2014 Tuymaada Olympiad, 1

Tags: modular arithmetic , greatest common divisor , least common multiple , relatively prime , number theory

Four consecutive three-digit numbers are divided respectively by four consecutive two-digit numbers. What minimum number of different remainders can be obtained? [i](A. Golovanov)[/i]

1990 IMO Longlists, 79

Tags: modular arithmetic , number theory , divisibility , orders and lte

Determine all integers $ n > 1$ such that \[ \frac {2^n \plus{} 1}{n^2} \] is an integer.

2005 IMO Shortlist, 6

Tags: modular arithmetic , number theory , divisibility , chinese remainder theorem

Let $a$, $b$ be positive integers such that $b^n+n$ is a multiple of $a^n+n$ for all positive integers $n$. Prove that $a=b$. [i]Proposed by Mohsen Jamali, Iran[/i]

2006 IMC, 2

Tags: modular arithmetic

Find the number of positive integers x satisfying the following two conditions: 1. $x<10^{2006}$ 2. $x^{2}-x$ is divisible by $10^{2006}$

2005 MOP Homework, 3

Tags: modular arithmetic , number theory

Prove that the equation $a^3-b^3=2004$ does not have any solutions in positive integers.

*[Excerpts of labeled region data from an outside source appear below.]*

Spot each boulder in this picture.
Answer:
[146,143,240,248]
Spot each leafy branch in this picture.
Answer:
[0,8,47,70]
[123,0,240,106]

2006 India IMO Training Camp, 3

Tags: modular arithmetic , invariant , combinatorics

There are $ n$ markers, each with one side white and the other side black. In the beginning, these $ n$ markers are aligned in a row so that their white sides are all up. In each step, if possible, we choose a marker whose white side is up (but not one of the outermost markers), remove it, and reverse the closest marker to the left of it and also reverse the closest marker to the right of it. Prove that, by a finite sequence of such steps, one can achieve a state with only two markers remaining if and only if $ n \minus{} 1$ is not divisible by $ 3$. [i]Proposed by Dusan Dukic, Serbia[/i]

1983 IMO, 3

Tags: modular arithmetic , number theory , frobenius , additive number theory , additive combinatorics

Let $a,b$ and $c$ be positive integers, no two of which have a common divisor greater than $1$. Show that $2abc-ab-bc-ca$ is the largest integer which cannot be expressed in the form $xbc+yca+zab$, where $x,y,z$ are non-negative integers.

2007 IMO Shortlist, 7

Tags: modular arithmetic , number theory , prime factorization , factorial , combinatorial number theory

For a prime $ p$ and a given integer $ n$ let $ \nu_p(n)$ denote the exponent of $ p$ in the prime factorisation of $ n!$. Given $ d \in \mathbb{N}$ and $ \{p_1,p_2,\ldots,p_k\}$ a set of $ k$ primes, show that there are infinitely many positive integers $ n$ such that $ d\mid \nu_{p_i}(n)$ for all $ 1 \leq i \leq k$. [i]Author: Tejaswi Navilarekkallu, India[/i]

2005 Romania Team Selection Test, 1

Tags: geometry , rectangle , modular arithmetic , combinatorics

On a $2004 \times 2004$ chess table there are 2004 queens such that no two are attacking each other\footnote[1]{two queens attack each other if they lie on the same row, column or direction parallel with on of the main diagonals of the table}. Prove that there exist two queens such that in the rectangle in which the center of the squares on which the queens lie are two opposite corners, has a semiperimeter of 2004.